Il primo di questi meccanismi si basa sulla casualità del premio che si ottiene pagando. “(…) I giocatori tirano o girano per ottenere una ricompensa casuale come personaggi, armi, oggetti per esempio gemme… dipende dall’ambientazione del gioco.
Per farlo devono usare valuta di gioco, sia fisica che virtuale. Insomma, devono pagare. Queste ricompense consentono di progredire nel gioco più velocemente. Il modello di monetizzazione è il Free to Play: cominci gratis, ma per avanzare nel gioco servono microtransazioni, ossia acquisti in app, opportunamente sollecitati durante la sezione di gaminig”.

Per molti giochi  il meccanismo centrale resta lo stesso: i personaggi più importanti si ottengono tramite estrazioni casuali. Estrazioni che si possono anche evitare ma il ritmo del gioco sarà molto più lento.

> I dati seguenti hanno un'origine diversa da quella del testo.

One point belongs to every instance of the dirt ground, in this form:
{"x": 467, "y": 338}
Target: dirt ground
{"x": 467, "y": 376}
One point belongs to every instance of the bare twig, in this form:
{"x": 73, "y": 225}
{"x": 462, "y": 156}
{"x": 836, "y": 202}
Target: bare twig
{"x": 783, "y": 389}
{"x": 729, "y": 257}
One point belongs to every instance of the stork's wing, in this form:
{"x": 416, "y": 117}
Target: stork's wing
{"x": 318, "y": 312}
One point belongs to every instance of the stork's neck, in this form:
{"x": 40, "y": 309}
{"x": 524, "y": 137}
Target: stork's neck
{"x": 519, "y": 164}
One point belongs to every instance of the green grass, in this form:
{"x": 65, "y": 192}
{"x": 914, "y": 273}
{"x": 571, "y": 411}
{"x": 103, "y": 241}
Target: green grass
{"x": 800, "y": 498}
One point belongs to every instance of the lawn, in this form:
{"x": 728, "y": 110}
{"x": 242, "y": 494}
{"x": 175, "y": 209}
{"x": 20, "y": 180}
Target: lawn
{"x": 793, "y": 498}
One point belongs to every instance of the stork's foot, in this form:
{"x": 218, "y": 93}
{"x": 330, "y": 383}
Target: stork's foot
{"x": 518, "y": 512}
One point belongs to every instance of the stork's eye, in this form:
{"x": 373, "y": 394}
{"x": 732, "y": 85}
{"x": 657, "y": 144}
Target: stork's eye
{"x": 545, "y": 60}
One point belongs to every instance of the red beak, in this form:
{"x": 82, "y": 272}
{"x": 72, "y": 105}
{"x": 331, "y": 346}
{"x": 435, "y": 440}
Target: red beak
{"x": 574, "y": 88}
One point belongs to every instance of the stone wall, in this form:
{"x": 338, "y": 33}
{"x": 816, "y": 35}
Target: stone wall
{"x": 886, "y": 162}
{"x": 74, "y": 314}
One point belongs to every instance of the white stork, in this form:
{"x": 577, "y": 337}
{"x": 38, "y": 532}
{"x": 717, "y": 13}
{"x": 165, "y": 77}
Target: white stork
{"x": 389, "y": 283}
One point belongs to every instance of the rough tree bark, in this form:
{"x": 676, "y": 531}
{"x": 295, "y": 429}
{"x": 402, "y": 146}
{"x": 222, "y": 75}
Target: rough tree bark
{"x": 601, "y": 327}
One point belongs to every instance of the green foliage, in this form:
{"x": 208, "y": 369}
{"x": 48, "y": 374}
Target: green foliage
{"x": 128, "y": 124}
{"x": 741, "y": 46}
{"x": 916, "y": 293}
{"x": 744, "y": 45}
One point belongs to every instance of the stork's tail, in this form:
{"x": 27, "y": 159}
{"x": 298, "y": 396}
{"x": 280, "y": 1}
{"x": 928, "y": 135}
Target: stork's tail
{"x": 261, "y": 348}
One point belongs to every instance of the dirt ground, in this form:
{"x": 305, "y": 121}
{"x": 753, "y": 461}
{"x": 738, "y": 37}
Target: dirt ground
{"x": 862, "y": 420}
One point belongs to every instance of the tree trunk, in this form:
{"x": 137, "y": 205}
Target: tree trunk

Anche i pagamenti con la moneta virtuale sono un meccanismo a cu porre attenzione. Nei Gacha games non si chiede mai di pagare direttamente in euro per ottenere un contenuto.

“(…)  Il gioco spinge prima a comprare un pacchetto di valuta virtuale che trasforma gli euro in un certo numero di gemme, per esempio, spesso accompagnate da piccoli bonus che rendono l’offerta più allettante. Da quel momento in poi, il riferimento ai soldi reali scompare. Il giocatore non spende più denaro, ma gemme, punti…”.

Smaterializzando il denaro e facendolo apparire come un semplice punteggio si abbassa la soglia di attenzione e aumentano i rischi di perdere il controllo sulla spesa.

“Un altro meccanismo presente è quello delle quasi vincite: a volte il gioco mostra animazioni o segnali che fanno pensare di essere “andati vicino” al premio migliore. Questo rafforza l’illusione che il prossimo tentativo possa essere quello vincente.

Inoltre, dopo aver già speso tempo o denaro, molte persone continuano a spendere per non “accettare la perdita”, pensando: «Ormai ho investito troppo per fermarmi adesso». Questo è il meccanismo dei costi sommersi. Infine, pagare piccole cifre sembra innocuo, ma ripetuto nel tempo può portare a spese molto elevate, spesso senza che la persona se ne renda conto. È il fenomeno della normalizzazione della spesa”. 

Meccanismi questi che insieme possono trasformare un gioco di ruolo in un gioco in cui si può perdere il controllo, visto che i Gacha games non hanno un tetto massimo di spesa.

In conclusione, anche se i giocatori che spendono in questi giochi sono una minoranza, che però spende tanto, è urgente monitorare la presenza e le modalità di gioco dei giovani, i soggetti maggiormente coinvolti in questi giochi.